Control HTML document Unicode decoding
Requested feature
Sometimes previous tools, e.g., OCR libraries output incorrectly encoded HTML. Because of visual similarity, for example, some undesired and incorrect character like https://www.compart.com/en/unicode/U+E157 is encoded, instead of https://www.compart.com/en/unicode/U+2630. Currently, when Docling parses an HTML document with such a character, it (or rather, BeautifulSoup) escapes these characters. For example, this heading item:
<h2 id="contents">Contents<a class="headerlink" href="#contents" title="Permanent link"></a></h2>
ends up with the .text value:
'Contents\ue157'
I have not found a straightforward way to control this behavior from within Docling or BeautifulSoup.
Alternatives
I have not found a robust and direct method to process these escapes from within Python. String substitution tricks are possible but at a performance cost.
@sanmai-NL I am not entirely sure what your request is. The escaped unicode in the string representation will actually print as a symbol, such as in:
> s = 'Contents\ue157'
> print(s)
Contents
How it prints depends on the interpreter.
It's a character we don't want. It's a data quality issue.
We have a custom cleanup function now that filters based on Unicode General Category. This character makes no sense in document text. To reiterate, what we request is a way to control which characters end up in Docling text nodes.
I'm a bit confused by the conversation of this issue. I see two possible interpretation:
- The character which is read by the html backend is wrong, i.e. "https://www.compart.com/en/unicode/U+E157 is encoded, instead of https://www.compart.com/en/unicode/U+2630"
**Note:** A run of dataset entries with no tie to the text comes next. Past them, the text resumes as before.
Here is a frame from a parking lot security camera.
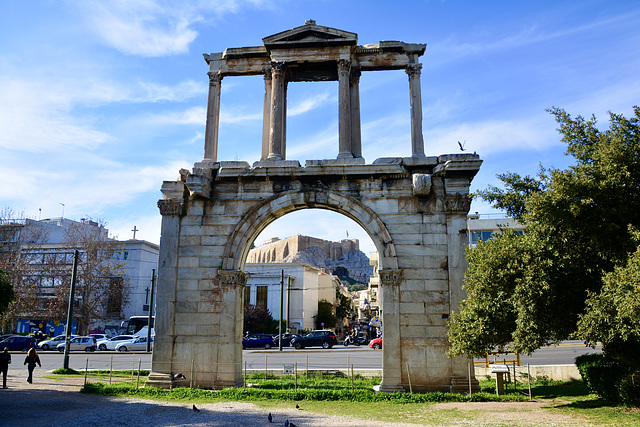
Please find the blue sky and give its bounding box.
[0,0,640,253]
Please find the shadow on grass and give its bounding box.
[531,380,591,399]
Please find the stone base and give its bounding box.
[145,372,189,389]
[304,157,366,166]
[373,384,406,394]
[449,377,480,394]
[212,380,244,390]
[253,160,300,168]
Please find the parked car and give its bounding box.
[116,337,153,351]
[242,334,276,349]
[57,337,96,352]
[87,334,109,342]
[96,335,138,351]
[291,330,338,350]
[0,335,36,351]
[38,335,77,350]
[273,334,300,347]
[369,338,382,350]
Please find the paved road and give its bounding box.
[23,341,601,371]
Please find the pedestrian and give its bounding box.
[24,348,42,384]
[0,347,11,388]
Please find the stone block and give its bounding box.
[400,301,425,314]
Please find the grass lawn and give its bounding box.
[51,371,640,426]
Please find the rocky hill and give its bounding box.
[276,246,373,283]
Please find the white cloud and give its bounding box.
[82,0,269,57]
[287,92,335,117]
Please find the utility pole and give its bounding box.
[147,270,156,353]
[278,270,284,351]
[62,249,78,369]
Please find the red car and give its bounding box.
[369,338,382,350]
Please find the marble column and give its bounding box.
[147,199,183,388]
[267,62,286,160]
[212,270,248,389]
[204,71,222,162]
[406,64,425,157]
[338,59,353,159]
[350,67,362,158]
[375,270,405,393]
[260,69,272,161]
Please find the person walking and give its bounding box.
[24,348,42,384]
[0,347,11,388]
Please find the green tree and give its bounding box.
[243,304,278,334]
[316,300,337,328]
[450,107,640,362]
[0,270,15,315]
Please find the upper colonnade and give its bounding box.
[204,20,426,164]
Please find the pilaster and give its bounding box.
[267,62,286,160]
[406,63,425,157]
[338,59,353,159]
[374,270,405,393]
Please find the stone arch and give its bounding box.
[222,189,398,270]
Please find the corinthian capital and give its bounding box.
[271,61,285,76]
[338,59,351,76]
[207,71,222,86]
[378,270,402,286]
[158,199,183,216]
[405,64,422,77]
[218,270,249,287]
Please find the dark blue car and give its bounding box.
[242,334,275,349]
[0,335,36,352]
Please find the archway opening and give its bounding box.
[243,208,382,345]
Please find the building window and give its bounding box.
[244,286,251,304]
[107,277,124,316]
[256,286,269,306]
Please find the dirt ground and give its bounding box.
[0,368,589,427]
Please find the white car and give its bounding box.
[97,335,138,351]
[38,335,77,350]
[116,337,153,351]
[57,337,96,352]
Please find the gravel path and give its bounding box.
[0,365,588,427]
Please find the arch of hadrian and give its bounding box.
[147,21,482,391]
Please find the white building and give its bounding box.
[245,263,341,332]
[1,218,158,334]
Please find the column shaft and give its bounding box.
[338,59,353,159]
[204,71,222,162]
[260,69,272,161]
[350,70,362,158]
[407,64,425,157]
[267,62,285,160]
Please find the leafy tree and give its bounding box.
[0,270,15,315]
[0,208,50,330]
[316,300,337,328]
[450,107,640,362]
[48,222,130,333]
[243,304,278,334]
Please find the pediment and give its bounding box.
[262,20,358,49]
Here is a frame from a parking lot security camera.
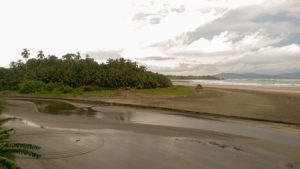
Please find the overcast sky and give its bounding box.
[0,0,300,75]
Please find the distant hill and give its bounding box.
[167,75,221,80]
[214,72,300,79]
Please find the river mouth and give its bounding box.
[7,99,300,147]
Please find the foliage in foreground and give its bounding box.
[0,103,41,169]
[0,49,172,93]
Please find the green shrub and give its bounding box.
[83,85,98,92]
[58,85,73,93]
[19,80,45,93]
[44,82,63,92]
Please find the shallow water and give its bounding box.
[24,100,300,147]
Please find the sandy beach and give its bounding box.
[5,99,300,169]
[4,86,300,169]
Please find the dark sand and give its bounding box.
[92,86,300,125]
[5,99,300,169]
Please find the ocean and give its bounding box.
[174,79,300,87]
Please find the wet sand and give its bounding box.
[94,86,300,125]
[4,100,300,169]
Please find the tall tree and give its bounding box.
[74,52,81,60]
[37,50,45,60]
[21,48,30,60]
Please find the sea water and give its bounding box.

- There seem to be a wish of skipping those "anchor / permalink / icon" html components
If we are talking about 1, I think it could be an encoding bug (to be verified). If we are talking about 2, it would require a design for custom logic in parsing html pages, which, unfortunately, seems very specific to the actual page.
It's about 1.
I have a similar issue where the exported markdown includes encoded symbols such as & and /ff istead of & and ff. Is there a way to toggle the decoding of html like symbols?